Byker Metro Bridge
Byker Metro Bridge (also known as Byker Viaduct) was constructed 1978-1979 and was purpose built for the Tyne & Wear Metro system, which opened in 1980. The viaduct carries the metro over Ouseburn Valley between Newcastle city centre and Byker.
The Byker Viaduct (also known as the Byker Metro Bridge) is an 815 metre long curved 'S' shaped light railway bridge, which carries the Tyne and Wear Metro over the River Ouseburn in Newcastle upon Tyne. It carries the line from Manors Metro station in the city centre to the west, to Byker Metro station in the area of Byker to the east, over the lower Ouseburn valley, with the river emptying into the north side of the River Tyne, to the south.
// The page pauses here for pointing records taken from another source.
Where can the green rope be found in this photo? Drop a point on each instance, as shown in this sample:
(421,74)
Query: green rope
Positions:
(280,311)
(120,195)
Designed by Ove Arup and Partners, and built by John Mowlem & Co Ltd, construction began in 1976, and was completed in 1979, it was opened on 11th November 1982 as part of the St James to Tynemouth section of the Metro. It is 8.2m wide, and carries standard gauge double tracks up to 30m above the ground, with 18 spans up to 68.9m long, six of which are over the river valley; on the east side of the valley, the bridge continues as a lower elevated section. It was notable, in being the first such structure in Britain to be built using cantilevered concrete sections with joints glued with epoxy resin.
It was one of two major bridges built specifically for the Tyne and Wear Metro, the other being the Queen Elizabeth II Bridge crossing the River Tyne.
It is one of three high level bridges in close proximity making the same crossing, with the Ouseburn railway viaduct to the north and the Byker road bridge to the south. The bridge and elevated section form an S-curve, which takes the track over the Byker road bridge at its east end.